The specialist told me her name is Krista.  She told me what her job was and what she would be doing for me. She gave me a direct number with which to reach her.   She told me how many people (three) she worked with and explained that any of them might answer the phone, but I could always ask for her.

She took down information about all of the clinics and hospitals I have been to and said she would immediately begin collecting the records from each of these places.  She gave me a timeline of the process.  She would collect the data.  A team would review the data and treatment plan and then decide exactly how the transfer from Swedish Issaquah to SCCA should happen.  She said this could take a while.

It might be a couple of days before she got back to me.  (HEART HEART HEART!!)

Overlake did a good job as well.  The Breast Center, at the time, was opaque and overwhelming.  I never knew who was what (doctor?  tech?  warm towel lady?) or what the process was and the reasoning behind it.  But Overlake Oncology was great.

A team of doctors met every week to discuss my case (SCCA does this as well).  The staff at the front desk knew who I was immediately, the first day.  They talked to me and interacted with me in a manner that indicated they saw me, Suzy.   They knew everyone in that waiting room by name.  They knew who they expected to see each day.  They called and arranged for procedures requested and provided me with all kinds of context about where to go, who to see, where to park.

The nurses knew us all, too.  Even the first day.

At Issaquah, in the Oncology waiting room, Francois and I watched one cancer patient after another, regulars, you could tell, try and start up a conversation with the staff at the front desk.  The staff weren't rude.  But there was no delight or pleasure evident.   Each patient was animated, outgoing, looking for connection, letting the brightness of their heart and soul shine through.  The responses from staff were reserved, clinical, factual.

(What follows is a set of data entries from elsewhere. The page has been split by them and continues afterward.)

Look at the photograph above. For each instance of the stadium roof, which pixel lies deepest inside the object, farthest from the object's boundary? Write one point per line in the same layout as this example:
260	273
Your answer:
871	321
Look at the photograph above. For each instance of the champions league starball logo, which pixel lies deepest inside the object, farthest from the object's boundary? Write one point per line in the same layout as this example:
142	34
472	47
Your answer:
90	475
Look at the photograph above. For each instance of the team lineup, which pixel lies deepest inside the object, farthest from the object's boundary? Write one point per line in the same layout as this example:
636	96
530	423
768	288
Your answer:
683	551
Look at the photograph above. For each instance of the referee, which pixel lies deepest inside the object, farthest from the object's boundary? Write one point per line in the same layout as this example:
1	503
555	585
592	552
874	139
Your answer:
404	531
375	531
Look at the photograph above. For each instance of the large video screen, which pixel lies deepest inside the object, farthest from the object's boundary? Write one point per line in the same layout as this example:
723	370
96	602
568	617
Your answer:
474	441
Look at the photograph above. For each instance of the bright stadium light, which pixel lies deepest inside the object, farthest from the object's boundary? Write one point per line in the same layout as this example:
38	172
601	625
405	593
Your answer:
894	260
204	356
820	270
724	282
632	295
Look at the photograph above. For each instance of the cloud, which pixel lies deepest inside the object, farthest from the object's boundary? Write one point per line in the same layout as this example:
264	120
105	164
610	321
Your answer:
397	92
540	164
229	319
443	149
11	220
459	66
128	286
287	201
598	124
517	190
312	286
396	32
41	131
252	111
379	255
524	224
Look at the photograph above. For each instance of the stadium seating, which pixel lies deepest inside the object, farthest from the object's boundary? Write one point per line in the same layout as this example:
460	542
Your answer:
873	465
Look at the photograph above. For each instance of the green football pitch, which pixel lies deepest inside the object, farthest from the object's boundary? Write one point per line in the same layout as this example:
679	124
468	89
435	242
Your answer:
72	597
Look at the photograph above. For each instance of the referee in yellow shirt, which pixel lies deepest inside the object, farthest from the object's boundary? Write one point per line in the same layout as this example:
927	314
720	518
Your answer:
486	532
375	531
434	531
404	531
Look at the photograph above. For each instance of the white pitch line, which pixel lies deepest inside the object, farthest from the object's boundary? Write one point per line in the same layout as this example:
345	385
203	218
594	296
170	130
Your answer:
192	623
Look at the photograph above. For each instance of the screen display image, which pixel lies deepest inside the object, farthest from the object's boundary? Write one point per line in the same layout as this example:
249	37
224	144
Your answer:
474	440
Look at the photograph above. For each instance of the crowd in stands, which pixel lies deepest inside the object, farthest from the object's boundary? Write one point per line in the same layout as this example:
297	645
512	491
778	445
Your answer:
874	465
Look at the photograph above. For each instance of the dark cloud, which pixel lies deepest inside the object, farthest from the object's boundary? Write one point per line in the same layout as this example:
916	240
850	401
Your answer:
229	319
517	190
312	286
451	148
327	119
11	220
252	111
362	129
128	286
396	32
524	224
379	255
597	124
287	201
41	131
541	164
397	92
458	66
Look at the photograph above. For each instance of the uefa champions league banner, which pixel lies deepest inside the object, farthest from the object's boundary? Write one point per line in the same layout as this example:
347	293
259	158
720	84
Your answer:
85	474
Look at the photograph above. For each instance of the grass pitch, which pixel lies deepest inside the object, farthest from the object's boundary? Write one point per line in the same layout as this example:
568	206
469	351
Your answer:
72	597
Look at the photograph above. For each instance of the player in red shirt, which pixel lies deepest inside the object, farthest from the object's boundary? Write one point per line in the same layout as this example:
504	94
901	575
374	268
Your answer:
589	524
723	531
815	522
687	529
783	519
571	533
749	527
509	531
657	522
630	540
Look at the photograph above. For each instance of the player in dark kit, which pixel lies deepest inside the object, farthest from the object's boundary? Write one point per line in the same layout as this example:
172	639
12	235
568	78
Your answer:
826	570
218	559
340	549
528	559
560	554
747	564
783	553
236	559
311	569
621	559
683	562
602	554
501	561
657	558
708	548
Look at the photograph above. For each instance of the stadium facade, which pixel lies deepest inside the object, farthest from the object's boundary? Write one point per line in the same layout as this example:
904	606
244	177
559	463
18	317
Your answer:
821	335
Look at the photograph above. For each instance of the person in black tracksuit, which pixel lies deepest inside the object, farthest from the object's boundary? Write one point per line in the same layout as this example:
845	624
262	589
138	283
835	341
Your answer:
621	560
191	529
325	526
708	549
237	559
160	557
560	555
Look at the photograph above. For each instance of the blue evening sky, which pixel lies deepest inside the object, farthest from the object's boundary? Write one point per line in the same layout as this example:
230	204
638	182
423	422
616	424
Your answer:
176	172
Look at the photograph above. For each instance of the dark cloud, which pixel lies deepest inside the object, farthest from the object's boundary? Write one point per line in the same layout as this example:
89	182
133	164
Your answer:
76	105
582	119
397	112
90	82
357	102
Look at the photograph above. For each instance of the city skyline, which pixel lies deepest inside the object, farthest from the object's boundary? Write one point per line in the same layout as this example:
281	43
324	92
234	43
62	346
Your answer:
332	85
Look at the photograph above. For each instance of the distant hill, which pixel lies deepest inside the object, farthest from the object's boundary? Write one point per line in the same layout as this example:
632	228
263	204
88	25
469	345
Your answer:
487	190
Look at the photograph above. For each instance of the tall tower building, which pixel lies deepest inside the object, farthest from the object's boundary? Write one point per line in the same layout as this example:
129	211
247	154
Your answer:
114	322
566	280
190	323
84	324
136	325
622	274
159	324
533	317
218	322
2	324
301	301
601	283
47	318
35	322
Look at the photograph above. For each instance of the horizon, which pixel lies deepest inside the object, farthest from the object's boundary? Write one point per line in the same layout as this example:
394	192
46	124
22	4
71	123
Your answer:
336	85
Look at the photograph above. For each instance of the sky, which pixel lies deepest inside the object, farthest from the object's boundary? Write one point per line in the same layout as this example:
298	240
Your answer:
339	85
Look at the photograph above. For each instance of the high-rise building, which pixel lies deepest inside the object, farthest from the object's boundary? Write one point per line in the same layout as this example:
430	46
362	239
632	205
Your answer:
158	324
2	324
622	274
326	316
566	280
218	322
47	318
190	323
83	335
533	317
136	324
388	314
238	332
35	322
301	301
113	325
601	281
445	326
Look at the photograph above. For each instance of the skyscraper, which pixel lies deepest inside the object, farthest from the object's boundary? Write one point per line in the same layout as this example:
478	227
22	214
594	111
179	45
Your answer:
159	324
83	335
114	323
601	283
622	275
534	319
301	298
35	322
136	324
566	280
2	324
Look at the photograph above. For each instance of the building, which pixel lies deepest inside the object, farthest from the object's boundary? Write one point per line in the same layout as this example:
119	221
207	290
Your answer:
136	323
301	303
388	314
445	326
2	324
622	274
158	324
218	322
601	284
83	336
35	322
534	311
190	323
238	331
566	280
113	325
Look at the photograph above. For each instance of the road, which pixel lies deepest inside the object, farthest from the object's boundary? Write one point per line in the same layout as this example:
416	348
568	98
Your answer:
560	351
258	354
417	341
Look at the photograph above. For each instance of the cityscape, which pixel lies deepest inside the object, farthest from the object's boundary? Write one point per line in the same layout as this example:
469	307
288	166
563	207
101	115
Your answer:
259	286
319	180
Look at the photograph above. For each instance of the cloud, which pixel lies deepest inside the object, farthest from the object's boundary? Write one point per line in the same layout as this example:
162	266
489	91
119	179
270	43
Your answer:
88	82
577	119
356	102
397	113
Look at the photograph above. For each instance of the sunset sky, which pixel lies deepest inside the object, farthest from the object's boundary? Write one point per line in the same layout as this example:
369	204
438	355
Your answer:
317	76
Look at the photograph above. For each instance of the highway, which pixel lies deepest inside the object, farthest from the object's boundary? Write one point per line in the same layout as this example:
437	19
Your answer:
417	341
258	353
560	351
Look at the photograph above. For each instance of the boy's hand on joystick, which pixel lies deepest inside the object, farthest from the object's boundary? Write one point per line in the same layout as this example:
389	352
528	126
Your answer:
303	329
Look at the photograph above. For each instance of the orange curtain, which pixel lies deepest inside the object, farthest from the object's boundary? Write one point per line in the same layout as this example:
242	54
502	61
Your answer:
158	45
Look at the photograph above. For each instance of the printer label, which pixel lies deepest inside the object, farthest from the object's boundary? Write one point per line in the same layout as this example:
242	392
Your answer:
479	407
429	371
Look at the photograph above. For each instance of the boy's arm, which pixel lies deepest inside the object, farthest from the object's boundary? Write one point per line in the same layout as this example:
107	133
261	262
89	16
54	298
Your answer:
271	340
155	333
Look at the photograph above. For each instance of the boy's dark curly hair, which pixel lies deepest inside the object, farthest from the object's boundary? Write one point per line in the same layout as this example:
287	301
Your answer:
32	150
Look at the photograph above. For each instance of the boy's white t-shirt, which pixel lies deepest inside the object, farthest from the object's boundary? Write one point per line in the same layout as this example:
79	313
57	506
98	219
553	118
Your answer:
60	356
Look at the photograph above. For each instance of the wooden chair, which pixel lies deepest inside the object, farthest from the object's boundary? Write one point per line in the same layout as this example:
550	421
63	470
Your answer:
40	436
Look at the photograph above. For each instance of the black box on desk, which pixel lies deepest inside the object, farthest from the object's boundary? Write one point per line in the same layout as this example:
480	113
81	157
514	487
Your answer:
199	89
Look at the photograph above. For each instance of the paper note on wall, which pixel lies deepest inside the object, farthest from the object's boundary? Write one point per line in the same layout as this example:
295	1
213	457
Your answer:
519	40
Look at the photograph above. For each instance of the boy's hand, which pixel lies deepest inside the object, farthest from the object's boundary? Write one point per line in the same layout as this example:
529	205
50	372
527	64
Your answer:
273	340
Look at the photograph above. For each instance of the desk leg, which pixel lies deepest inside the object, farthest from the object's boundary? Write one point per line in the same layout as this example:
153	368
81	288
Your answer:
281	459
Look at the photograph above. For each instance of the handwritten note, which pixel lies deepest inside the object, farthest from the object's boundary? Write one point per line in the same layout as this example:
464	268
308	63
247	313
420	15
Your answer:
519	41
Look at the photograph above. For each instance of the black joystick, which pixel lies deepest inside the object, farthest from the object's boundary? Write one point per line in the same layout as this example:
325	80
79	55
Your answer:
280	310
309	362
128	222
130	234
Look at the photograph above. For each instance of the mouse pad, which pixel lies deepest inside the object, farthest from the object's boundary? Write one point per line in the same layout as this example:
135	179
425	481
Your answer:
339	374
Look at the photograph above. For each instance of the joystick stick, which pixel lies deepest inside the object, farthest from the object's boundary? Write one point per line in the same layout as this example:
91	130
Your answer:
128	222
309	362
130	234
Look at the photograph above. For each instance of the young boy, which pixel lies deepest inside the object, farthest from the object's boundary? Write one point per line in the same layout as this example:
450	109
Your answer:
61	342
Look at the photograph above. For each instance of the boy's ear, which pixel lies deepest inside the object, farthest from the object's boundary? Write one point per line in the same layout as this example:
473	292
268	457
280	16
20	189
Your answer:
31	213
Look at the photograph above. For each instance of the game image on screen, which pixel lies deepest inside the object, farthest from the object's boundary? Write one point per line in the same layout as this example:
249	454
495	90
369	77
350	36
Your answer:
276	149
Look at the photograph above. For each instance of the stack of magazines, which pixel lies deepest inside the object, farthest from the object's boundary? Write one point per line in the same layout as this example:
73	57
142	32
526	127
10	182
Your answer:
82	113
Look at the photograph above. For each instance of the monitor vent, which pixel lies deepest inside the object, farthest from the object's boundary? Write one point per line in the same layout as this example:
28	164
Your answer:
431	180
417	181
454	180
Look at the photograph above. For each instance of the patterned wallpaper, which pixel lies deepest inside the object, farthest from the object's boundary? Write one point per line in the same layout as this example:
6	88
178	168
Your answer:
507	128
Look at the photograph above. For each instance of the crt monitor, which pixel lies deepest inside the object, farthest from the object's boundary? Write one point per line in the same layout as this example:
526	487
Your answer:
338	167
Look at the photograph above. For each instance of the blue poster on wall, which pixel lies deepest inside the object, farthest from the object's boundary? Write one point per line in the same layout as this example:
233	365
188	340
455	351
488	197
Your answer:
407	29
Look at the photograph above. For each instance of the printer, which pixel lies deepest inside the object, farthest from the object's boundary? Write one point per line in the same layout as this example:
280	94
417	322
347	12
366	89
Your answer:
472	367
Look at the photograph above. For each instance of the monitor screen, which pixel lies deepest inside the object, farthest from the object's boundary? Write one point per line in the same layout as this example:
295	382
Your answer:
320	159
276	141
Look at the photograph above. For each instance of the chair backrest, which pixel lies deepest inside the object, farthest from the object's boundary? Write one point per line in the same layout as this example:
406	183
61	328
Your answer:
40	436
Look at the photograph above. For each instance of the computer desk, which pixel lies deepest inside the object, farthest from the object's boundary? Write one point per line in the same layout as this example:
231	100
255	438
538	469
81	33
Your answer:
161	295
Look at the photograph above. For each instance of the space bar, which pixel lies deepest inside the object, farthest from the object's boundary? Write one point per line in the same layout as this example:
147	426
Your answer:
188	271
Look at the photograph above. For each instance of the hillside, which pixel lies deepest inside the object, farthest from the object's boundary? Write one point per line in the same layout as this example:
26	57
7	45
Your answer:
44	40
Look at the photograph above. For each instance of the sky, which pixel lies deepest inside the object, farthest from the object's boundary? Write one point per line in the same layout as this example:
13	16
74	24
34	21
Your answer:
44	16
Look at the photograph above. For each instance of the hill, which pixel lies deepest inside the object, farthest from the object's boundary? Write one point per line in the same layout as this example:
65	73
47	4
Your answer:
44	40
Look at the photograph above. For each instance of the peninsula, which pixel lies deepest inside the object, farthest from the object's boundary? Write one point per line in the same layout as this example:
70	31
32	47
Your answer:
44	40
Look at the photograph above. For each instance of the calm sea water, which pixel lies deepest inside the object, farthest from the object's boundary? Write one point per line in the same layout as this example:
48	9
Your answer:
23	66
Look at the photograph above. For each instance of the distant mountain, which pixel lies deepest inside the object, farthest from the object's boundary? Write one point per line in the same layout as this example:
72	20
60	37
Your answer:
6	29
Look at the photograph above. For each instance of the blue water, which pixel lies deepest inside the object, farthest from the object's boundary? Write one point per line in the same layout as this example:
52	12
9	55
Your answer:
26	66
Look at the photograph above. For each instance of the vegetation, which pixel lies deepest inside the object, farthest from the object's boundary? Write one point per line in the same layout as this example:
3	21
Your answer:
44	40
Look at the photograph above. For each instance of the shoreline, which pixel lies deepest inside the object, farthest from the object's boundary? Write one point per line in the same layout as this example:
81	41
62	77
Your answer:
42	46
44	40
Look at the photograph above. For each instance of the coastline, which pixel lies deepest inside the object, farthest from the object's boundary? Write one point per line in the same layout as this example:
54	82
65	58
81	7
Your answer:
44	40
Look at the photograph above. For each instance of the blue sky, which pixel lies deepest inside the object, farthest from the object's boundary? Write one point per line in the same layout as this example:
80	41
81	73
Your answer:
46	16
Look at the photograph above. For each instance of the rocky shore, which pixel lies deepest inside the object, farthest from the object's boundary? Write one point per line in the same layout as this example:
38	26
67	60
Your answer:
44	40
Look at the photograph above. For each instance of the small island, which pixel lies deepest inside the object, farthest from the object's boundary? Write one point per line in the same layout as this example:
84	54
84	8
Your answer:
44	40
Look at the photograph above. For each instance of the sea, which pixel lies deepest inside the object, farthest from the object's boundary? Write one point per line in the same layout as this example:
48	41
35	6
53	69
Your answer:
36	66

The only positive thing about that waiting room, said Francois, was the therapy dog that walked through.

So there really isn't anything wrong to report.

It's just not right.

Magnetism

Pain pulls in emotion.

The crushing across my ribs snaps me to a breathless moment treading the Swim Across America 2-mile in cold Lake Washington, certain I would never breath again.

It propels me into the tight angry flesh clogged with lymphatic fluid, solid, hard, unmoving, reeling from chemo and a double-masectomy,

It smashes me into suffocating pain and pressure, a heart attack panic rising from severe constipation and heartburn.

It pounds in my chest, paralyzing me on the high ropes course.

It jeers in my ear, threatening loss, vulnerability, irrecoverable falls.

Without ever having any representative from your office speak to me, without ever speaking to me,  you tell your nurse to tell me there's no reason to see you.  I could wait for Dr. Wahl's return.

But you will see me.

How generous.

I've done a lot of the work myself - I meditate down the panic, Smooth Move the heartburn away, exercise gentleness into the angry flesh.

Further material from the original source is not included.